At first I didn't feel like going through all 400 pages by hand to see if something was of interest to me. Therefore, I resorted to a trick that I have used quite often in the past, namely automatically harvesting the content of the website. This procedure is anything but new, but now the child has a new name within the data science community web scraping.

It is not unlikely that as a data scientist you will have to suck data from the network yourself. That's why I want to use my simple problem to show how low the entry barrier can be with Python.

Get to work



Fortunately, the online provider uses a request method that sets out the parameters of the request in plain text in the URL. Here is an example that I anonymized a little:

You can see that the page is referenced in two places, once with _pg_1 and with & page = 1 &. So if I adjust these two places, I can iterate right through all of the subpages.


Get the website

In order to actually read the website, we use a module that is firmly integrated in Python, namely urllib. The loading of the page looks like this (The URL is mutilated by me again.):

The request object is used to open a website. The HTML code is read out if the code of the request is 200, the usual code for successfully opening a website. We all know the 404 if the page is not found, for example. The string function around the read step is necessary to actually get strings and not bytestrings. Otherwise that would cause us problems later.


Parsing the HTML code

Now that we have the HTML of the page, we can search it by CD title and artist. First of all, I looked directly at the HTML code via the browser beforehand in order to discover suspicious patterns that one can search for. I noticed that all titles begin with

and end with Audio CD. In between there is a lot of code that is unimportant for us.

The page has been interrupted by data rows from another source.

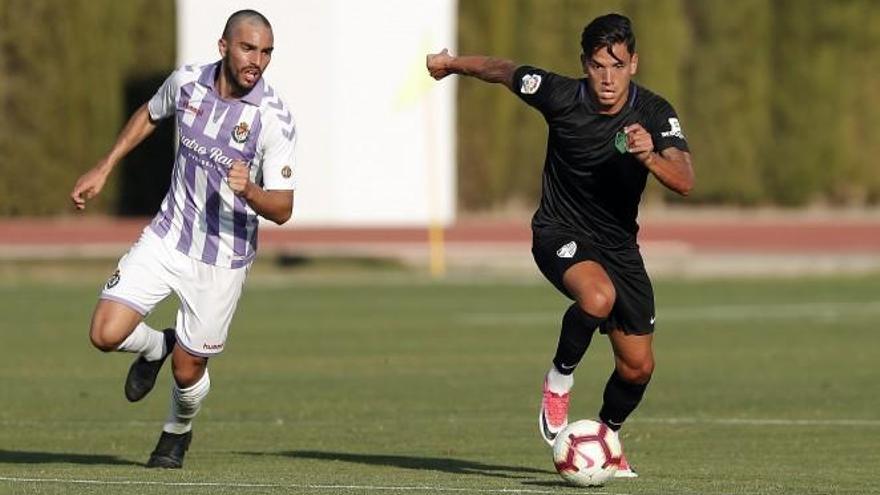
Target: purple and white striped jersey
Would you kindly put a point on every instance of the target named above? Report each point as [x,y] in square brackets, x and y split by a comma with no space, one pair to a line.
[200,215]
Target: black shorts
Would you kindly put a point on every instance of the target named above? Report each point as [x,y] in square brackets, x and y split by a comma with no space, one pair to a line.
[556,251]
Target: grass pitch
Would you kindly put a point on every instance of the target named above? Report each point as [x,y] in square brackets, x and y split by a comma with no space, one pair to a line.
[377,384]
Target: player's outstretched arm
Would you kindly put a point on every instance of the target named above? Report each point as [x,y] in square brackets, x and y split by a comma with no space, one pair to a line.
[489,69]
[138,127]
[671,166]
[273,205]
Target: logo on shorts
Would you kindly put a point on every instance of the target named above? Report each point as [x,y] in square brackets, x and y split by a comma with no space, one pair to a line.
[567,251]
[530,84]
[113,280]
[240,132]
[674,129]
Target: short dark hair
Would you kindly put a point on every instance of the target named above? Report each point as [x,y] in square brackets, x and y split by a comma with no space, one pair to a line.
[243,15]
[606,31]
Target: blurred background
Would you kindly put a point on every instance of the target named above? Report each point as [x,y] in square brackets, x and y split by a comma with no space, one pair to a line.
[779,99]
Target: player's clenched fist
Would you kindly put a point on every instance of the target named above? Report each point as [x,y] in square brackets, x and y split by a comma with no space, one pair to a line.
[638,141]
[88,186]
[438,64]
[239,178]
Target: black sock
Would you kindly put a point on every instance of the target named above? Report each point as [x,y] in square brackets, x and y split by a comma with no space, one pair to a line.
[574,338]
[621,398]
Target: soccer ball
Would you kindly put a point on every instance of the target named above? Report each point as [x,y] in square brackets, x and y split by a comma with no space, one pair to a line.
[586,453]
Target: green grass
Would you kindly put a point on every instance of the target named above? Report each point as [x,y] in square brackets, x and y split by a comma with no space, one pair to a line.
[342,385]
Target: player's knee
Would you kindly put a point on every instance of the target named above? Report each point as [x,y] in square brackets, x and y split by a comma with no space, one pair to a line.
[597,302]
[102,339]
[188,375]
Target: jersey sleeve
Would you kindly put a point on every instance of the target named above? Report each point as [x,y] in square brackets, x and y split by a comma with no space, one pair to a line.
[162,104]
[545,91]
[277,147]
[665,127]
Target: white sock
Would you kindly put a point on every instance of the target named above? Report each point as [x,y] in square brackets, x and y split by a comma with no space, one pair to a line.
[145,341]
[185,404]
[559,383]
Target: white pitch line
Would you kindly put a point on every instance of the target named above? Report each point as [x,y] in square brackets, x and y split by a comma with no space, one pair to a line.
[721,312]
[207,484]
[761,421]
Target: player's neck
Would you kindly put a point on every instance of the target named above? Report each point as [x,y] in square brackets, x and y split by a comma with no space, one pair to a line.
[227,88]
[614,108]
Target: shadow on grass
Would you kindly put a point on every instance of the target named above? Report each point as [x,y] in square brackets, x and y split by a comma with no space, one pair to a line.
[22,457]
[443,464]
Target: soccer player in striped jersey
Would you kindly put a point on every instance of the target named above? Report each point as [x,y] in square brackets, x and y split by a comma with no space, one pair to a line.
[235,162]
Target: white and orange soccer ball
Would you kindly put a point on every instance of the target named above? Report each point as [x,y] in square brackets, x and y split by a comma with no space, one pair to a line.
[586,453]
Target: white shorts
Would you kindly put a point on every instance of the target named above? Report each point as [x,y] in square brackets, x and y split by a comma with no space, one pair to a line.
[208,294]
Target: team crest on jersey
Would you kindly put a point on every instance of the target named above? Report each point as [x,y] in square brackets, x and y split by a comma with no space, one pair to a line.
[113,280]
[568,250]
[241,132]
[530,84]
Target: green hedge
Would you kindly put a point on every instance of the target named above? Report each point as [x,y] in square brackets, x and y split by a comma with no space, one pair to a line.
[64,70]
[780,99]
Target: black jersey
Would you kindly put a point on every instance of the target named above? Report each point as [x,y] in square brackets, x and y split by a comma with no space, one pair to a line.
[588,185]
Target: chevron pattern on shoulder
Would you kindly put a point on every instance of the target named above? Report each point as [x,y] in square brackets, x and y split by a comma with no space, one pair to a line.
[281,112]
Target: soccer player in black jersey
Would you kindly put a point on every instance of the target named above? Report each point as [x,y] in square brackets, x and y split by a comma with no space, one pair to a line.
[606,133]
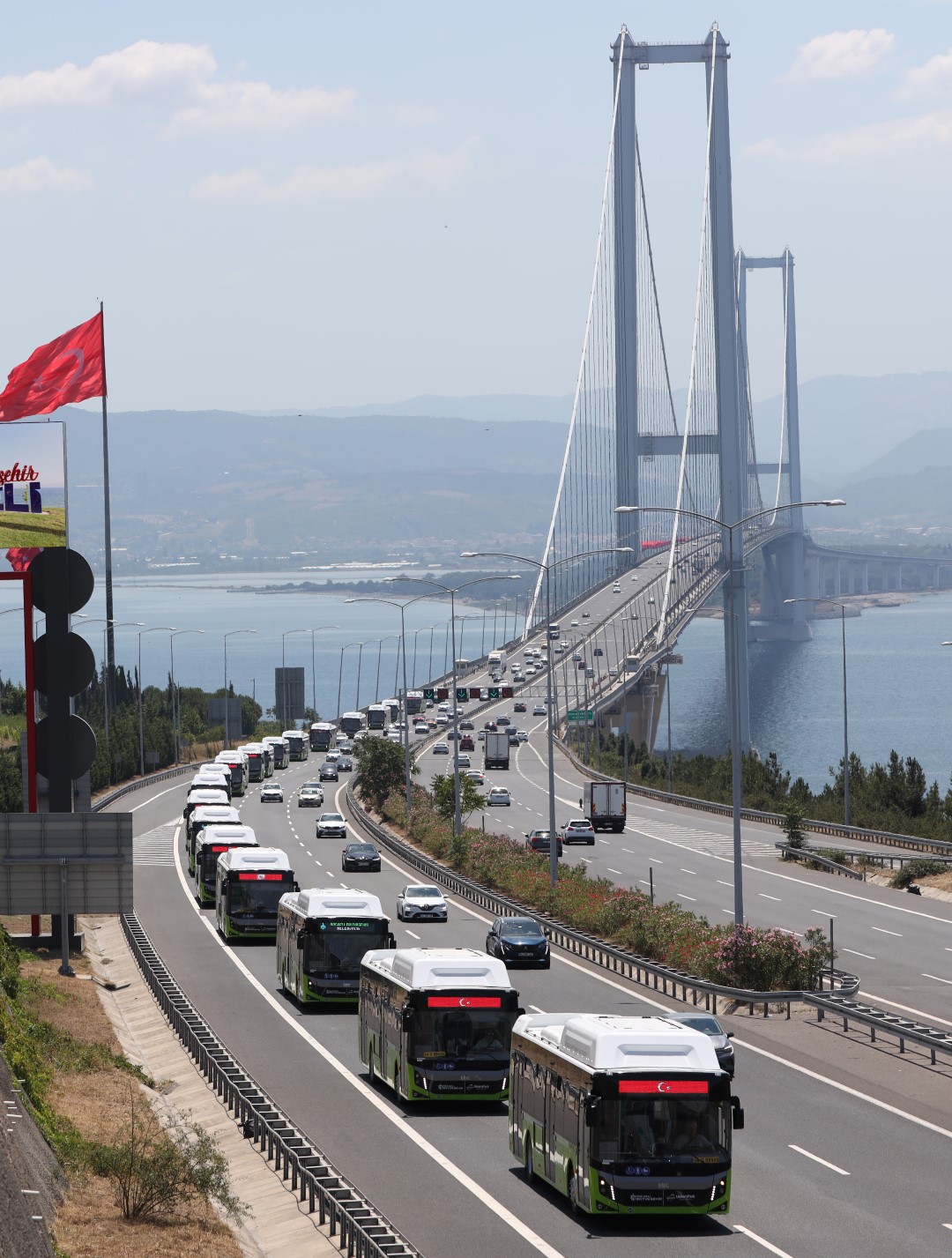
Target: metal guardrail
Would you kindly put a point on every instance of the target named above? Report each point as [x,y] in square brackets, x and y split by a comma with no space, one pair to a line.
[751,814]
[638,969]
[356,1225]
[815,858]
[881,1021]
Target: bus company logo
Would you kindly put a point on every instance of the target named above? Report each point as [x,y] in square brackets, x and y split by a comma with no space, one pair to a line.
[29,483]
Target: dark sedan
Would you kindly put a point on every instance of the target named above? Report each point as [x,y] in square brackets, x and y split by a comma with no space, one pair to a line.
[518,942]
[360,856]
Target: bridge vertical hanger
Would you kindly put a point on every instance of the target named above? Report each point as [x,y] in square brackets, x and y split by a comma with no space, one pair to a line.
[625,62]
[725,374]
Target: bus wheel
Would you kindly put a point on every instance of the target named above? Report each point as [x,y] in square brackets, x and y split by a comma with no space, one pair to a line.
[572,1190]
[530,1167]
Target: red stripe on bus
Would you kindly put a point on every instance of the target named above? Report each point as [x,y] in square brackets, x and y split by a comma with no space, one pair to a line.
[666,1086]
[465,1001]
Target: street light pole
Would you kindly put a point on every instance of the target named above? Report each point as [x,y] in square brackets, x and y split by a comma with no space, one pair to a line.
[141,737]
[401,607]
[551,715]
[171,666]
[733,697]
[230,634]
[845,716]
[453,592]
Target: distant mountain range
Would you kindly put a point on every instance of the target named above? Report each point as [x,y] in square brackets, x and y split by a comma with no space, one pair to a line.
[436,474]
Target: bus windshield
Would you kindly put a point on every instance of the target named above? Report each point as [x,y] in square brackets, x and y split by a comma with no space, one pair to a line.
[460,1033]
[672,1130]
[250,896]
[342,950]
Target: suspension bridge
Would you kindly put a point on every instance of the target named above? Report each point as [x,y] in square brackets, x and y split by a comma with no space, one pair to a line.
[675,498]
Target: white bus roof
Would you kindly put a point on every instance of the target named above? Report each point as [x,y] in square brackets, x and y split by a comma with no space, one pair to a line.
[606,1042]
[333,902]
[439,968]
[208,795]
[215,813]
[227,834]
[254,858]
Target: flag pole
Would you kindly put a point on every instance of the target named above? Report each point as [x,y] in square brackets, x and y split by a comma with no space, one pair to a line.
[109,680]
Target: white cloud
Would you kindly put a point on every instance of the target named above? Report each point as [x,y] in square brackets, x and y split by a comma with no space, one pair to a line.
[144,73]
[174,76]
[41,175]
[933,77]
[336,182]
[899,138]
[259,108]
[840,55]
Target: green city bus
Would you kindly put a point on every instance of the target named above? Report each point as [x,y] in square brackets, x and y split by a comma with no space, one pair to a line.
[435,1023]
[322,936]
[621,1115]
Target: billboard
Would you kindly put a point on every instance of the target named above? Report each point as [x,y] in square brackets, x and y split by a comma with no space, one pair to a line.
[33,485]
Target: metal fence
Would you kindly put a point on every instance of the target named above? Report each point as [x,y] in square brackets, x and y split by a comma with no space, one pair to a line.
[356,1227]
[627,965]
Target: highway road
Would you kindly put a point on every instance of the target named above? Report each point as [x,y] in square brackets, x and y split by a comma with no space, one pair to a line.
[834,1157]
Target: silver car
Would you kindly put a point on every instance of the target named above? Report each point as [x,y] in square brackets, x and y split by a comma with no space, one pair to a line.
[421,902]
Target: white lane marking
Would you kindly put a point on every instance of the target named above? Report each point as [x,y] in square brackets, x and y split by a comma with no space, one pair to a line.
[760,1240]
[820,1160]
[394,1116]
[852,1092]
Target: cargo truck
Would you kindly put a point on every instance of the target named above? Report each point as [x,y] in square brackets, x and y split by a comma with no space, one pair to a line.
[495,748]
[604,804]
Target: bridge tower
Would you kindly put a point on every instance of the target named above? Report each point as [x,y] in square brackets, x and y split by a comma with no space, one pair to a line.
[728,439]
[784,559]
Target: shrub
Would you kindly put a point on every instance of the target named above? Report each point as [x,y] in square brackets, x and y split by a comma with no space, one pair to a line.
[155,1166]
[913,869]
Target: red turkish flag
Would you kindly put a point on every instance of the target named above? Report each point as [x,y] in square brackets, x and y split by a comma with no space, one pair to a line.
[70,368]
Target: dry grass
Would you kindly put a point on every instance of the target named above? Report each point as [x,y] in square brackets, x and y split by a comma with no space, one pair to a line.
[90,1223]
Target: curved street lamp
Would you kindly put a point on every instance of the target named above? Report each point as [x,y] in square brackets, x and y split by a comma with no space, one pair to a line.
[230,634]
[733,698]
[453,592]
[401,607]
[550,733]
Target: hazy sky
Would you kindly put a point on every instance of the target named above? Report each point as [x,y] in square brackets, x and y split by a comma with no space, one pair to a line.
[306,204]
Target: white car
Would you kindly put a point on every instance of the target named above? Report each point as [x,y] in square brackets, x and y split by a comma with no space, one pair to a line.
[416,904]
[580,830]
[331,825]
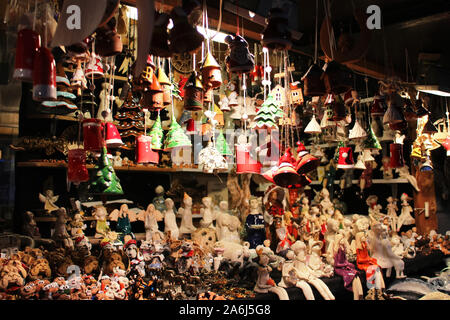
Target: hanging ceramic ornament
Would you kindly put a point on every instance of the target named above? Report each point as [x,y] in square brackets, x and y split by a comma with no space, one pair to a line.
[267,116]
[157,134]
[286,176]
[276,34]
[160,40]
[245,163]
[44,75]
[345,160]
[166,85]
[193,93]
[104,179]
[28,43]
[211,160]
[183,36]
[211,73]
[313,126]
[176,137]
[239,60]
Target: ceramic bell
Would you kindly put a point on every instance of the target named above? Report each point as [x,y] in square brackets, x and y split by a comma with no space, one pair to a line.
[313,85]
[336,79]
[286,176]
[76,166]
[211,73]
[183,36]
[276,35]
[44,75]
[160,39]
[144,152]
[345,160]
[193,93]
[92,135]
[239,60]
[305,162]
[28,43]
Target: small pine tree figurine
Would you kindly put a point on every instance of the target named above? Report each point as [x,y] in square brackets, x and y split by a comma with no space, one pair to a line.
[267,115]
[105,180]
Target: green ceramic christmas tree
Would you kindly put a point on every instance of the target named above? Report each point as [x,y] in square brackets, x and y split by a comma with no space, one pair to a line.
[267,115]
[157,135]
[222,145]
[176,137]
[105,180]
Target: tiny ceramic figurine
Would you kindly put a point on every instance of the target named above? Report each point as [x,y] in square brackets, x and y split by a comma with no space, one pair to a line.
[186,216]
[60,235]
[208,213]
[123,217]
[381,250]
[49,199]
[170,221]
[151,216]
[265,283]
[158,201]
[392,209]
[405,218]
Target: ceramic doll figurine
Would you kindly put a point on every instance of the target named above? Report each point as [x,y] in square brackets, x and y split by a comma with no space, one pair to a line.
[170,222]
[302,271]
[186,216]
[255,223]
[158,201]
[264,282]
[208,213]
[392,209]
[346,270]
[374,277]
[151,216]
[49,199]
[123,217]
[60,235]
[381,250]
[101,224]
[405,218]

We cut out the respective code positions with regular expressions from the page and save the information in a list.

re.findall is part of the regular expression package. With this I am looking for all places in the HTML code that correspond to the above pattern, where. *? is the placeholder for any chain. This placeholder is "not greedy", which means it tries to match the unknown area with as few characters as possible, otherwise you would record several albums at the same time.

For each of the code snippets made, I repeat the process with the search scheme '>. *? <', Which now returns "not greedy" the individual contents of the tags. By "looking critically at the code" I can see that the album title is stored on the first day (index 0) and the artist on the 14th day (index 13). In order to get rid of the brackets of the tags, we index the results to the second to the penultimate character ([1: -1])

The result is appended to my page_content result list as a tuple.


Writing in a CSV

At the end there is the easy part. We open a "file handle" and write each album artist tuple separated by a tab in the file. I am using the print literal from Python3, which automatically inserts a line break for every print command and which accepts the file handle as the target parameter for the output.


Overall script

The part with the reading of the website must of course be processed in a loop and the number of pages parameterized. Here would be the overall script:

Zack done!

Review of the data

So, I can now open my offers.txt file in Excel, for example, and look at it with a pivot table. That makes it much easier for me to get an overview of the performers involved in the offer in the first place.

I think it took me about half an hour to write the script as I would have needed to click through the pages, but I had more fun. And since I actually wrote the script in the form of a class with the sub-steps as methods, I will probably be able to use it again in similar scenarios.